Radical Nephrectomy

Updated: Jun 08, 2022
  • Author: Indraneil Mukherjee, MD, MBBS; Chief Editor: Bradley Fields Schwartz, DO, FACS  more...
  • Print

Practice Essentials

Nephrectomy has many indications, for both simple and radical approaches.

A simple nephrectomy is indicated in patients with irreversible kidney damage due to symptomatic chronic infection, obstruction, calculus disease, or severe traumatic injury. Simple nephrectomy is also indicated to treat renovascular hypertension due to noncorrectable renal artery disease or severe unilateral parenchymal damage caused by nephrosclerosis, pyelonephritis, reflux dysplasia, or congenital dysplasia of the kidney.

Radical nephrectomy is the treatment of choice for localized renal cell carcinoma (RCC).
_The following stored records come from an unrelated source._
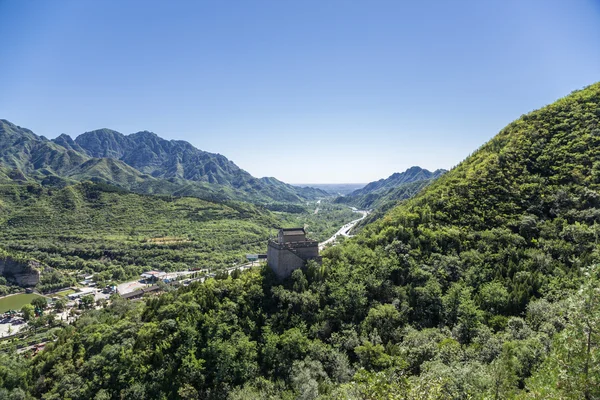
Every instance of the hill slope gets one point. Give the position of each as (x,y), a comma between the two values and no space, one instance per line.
(456,293)
(384,193)
(141,162)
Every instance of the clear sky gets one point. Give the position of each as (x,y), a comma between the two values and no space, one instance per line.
(318,91)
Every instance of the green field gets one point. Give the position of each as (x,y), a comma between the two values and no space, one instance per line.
(15,302)
(63,293)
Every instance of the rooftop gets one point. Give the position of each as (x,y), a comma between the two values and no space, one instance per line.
(293,231)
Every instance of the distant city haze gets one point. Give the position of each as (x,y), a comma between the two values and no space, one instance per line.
(311,91)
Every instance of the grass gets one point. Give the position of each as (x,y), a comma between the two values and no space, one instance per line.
(63,293)
(15,302)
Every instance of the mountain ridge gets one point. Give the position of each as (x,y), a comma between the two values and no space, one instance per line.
(142,162)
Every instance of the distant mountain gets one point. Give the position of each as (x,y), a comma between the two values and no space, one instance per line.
(141,162)
(398,186)
(336,188)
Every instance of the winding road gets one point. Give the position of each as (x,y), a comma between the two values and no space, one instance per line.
(344,230)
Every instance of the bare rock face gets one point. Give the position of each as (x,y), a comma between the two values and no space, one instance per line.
(22,273)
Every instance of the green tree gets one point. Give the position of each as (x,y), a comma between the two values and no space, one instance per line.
(28,312)
(39,303)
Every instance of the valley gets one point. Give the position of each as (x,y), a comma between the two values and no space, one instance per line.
(473,287)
In certain circumstances, radical nephrectomy is also indicated to treat locally advanced RCC and metastatic RCC.

With the advent and increasingly mainstream use of abdominal CT scanning and ultrasound imaging in recent years for various abdominal and, occasionally, chest complaints, incidental detection of RCC has increased in asymptomatic patients. Currently, more than 50% of RCC cases are detected incidentally. These tumors tend to be smaller and of lower stage, resulting in better survival rates, lower recurrence rates, and lower metastasis rates than RCC detected in symptomatic patients. Symptomatic RCC presents at a significantly higher stage and grade, and tumors are substantially more aggressive than incidentally discovered lesions, particularly at later stages.


History of the Procedure

The history of the procedure is outlined as follows:

  • 1869: Gustav Simon performs the first planned nephrectomy for the treatment of ureterovaginal fistula.

  • 1878: Kocher performs an anterior transperitoneal nephrectomy through a midline incision.
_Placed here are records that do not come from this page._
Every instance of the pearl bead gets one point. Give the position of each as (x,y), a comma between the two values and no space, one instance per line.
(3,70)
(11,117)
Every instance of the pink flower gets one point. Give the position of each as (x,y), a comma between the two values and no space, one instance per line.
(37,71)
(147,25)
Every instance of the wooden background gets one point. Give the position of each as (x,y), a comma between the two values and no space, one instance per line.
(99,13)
  • 1881: Morris performs the first nephrolithotomy; he later defines the terms nephrolithiasis, nephrolithotomy, nephrectomy, and nephrotomy.

  • 1884: Wells performs the first partial nephrectomy to remove a perirenal fibrolipoma.
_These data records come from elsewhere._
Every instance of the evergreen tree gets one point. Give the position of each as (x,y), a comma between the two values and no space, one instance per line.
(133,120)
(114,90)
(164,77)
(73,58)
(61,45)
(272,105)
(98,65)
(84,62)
  • 1913: Berg uses a transverse abdominal incision for securing the renal pedicle to remove vena caval tumor thrombi through a cavotomy.

  • Early-to-mid 1900s: The retroperitoneal flank approach becomes preferred because of the lower incidence of peritonitis and other abdominal complications associated with the anterior approach.

  • 1950s: The development of safe abdominal techniques leads to the revival of the anterior approach.

  • 1963: Robson described radical nephrectomy and the improvement in survival with the procedure. [1]

  • 1990: Clayman performs the first laparoscopic nephrectomy at Washington University.



Overall, the vast majority of incidentally discovered renal masses are cysts. Abdominal CT scanning reveals a simple renal cyst in 25% of patients older than 40 years. Others report the presence of renal cysts in more than 50% of men older than 50 years. When a patient presents with a renal mass in association with macroscopic hematuria, flank pain, or a palpable mass, the chance of the mass being renal cell cancer is approximately 50%. Other renal masses, specifically angiomyolipoma, renal pelvic tumors, and other benign lesions, all are relatively uncommon, accounting for approximately 5% of all renal masses among asymptomatic patients.

Currently, cancers of the kidney and renal pelvis are the sixth most common cancer in US men, accounting for 5% of cases, and the ninth most common in US women, accounting for 3% of cases. The American Cancer Society estimates that in 2022 there will be 79,000 cases (50,290 in males and 28,710 in females) of malignant tumors of the kidney and renal pelvis diagnosed, with 13,920 deaths (8960 in males and 4960 in females). RCC is expected to account for most of this incidence and mortality. [2]



The following factors have been associated with increased risk of RCC:

  • Obesity and cigarette smoking are the most consistently established causal risk factors, accounting for more than 30% and 20% of renal cell cancers, respectively. [3]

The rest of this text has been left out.